Ben menggeleng "kamu duluan aja, aku mau merokok sebentar" jawabnya seraya mengeluarkan sebungkus rokok dari dalam tas pinggangnya yang dia taruh di dekat TV. Lana mengangguk dan masuk ke kamar mandi sambil bersenandung. Ben membuka pintu balkon dan bersandar sambil menatap jalanan yang agak sepi. Ben sedang memikirkan bagaimana cara untuk menjelaskan pada Lana agar bersabar sedikit lebih lama untuk membahas soal pernikahan.
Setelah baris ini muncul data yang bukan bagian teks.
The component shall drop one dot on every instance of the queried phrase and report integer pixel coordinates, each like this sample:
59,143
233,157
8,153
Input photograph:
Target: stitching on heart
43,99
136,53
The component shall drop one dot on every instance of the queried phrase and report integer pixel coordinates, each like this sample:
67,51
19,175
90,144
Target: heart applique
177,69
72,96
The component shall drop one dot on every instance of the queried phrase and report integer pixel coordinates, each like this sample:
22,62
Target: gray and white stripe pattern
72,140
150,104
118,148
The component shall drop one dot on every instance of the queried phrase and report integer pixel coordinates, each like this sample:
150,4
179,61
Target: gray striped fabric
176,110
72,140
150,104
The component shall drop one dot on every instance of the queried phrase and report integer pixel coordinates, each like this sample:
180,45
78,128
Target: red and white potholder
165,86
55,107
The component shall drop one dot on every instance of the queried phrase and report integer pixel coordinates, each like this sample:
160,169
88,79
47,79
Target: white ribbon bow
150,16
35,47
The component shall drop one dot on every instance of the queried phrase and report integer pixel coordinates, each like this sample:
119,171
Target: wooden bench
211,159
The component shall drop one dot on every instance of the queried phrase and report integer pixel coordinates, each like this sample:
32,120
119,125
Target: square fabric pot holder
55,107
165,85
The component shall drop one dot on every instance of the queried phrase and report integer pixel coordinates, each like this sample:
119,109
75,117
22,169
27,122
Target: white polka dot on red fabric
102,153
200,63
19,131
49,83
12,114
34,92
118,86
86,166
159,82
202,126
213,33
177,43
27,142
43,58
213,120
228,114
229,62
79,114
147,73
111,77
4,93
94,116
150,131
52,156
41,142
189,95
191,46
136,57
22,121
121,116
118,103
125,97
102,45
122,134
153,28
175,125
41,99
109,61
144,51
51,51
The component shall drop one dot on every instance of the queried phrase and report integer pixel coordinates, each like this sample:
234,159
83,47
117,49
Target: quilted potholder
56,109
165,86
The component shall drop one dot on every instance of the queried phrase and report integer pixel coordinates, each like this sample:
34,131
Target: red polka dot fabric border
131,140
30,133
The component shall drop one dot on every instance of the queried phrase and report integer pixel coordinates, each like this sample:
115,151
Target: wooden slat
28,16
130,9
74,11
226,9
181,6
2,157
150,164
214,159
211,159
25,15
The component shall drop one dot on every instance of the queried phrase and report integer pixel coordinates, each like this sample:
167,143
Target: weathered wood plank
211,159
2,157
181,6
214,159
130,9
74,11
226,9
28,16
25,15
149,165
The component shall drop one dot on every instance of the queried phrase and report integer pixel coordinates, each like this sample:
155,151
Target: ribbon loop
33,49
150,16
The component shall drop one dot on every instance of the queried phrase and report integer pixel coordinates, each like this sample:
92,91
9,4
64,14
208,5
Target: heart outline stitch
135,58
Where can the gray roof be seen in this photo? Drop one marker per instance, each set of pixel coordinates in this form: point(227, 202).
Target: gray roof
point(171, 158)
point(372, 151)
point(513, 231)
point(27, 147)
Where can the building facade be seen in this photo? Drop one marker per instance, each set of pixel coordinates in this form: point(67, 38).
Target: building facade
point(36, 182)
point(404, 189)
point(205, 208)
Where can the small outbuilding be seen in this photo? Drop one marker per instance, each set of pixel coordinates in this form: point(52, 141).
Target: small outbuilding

tetapi Ben tidak mau menyakiti Lana dengan penjelasannya nanti, dia takut Lana kecewa. dia sangat menyayangi perempuan itu, sangat. namun pembahasan soal pernikahan yang menurutnya terlalu cepat membuatnya takut. takut dia tidak bisa menikmati masa mudanya di usia 20 tahunan ini. meskipun usianya sekarang sudah 27 tahun dan beberapa orang termasuk ibunya sudah bertanya kapan dia akan menikah, tetapi bagi Ben, saat ini dia masih ingin mengejar karirnya.

Ben menatap layar tabletnya, membaca beberapa kasus milik klien-kliennya dan menghubungi beberapa bawahannya untuk mengadakan diskusi bersama klien ketika Ben nanti selesai dari cutinya. dia ingin mengalihkan pikirannya, tidak ingin memikirkan pernikahan dan rumah tangga yang barusan Lana bahas sepanjang perjalanan pulang di mobil.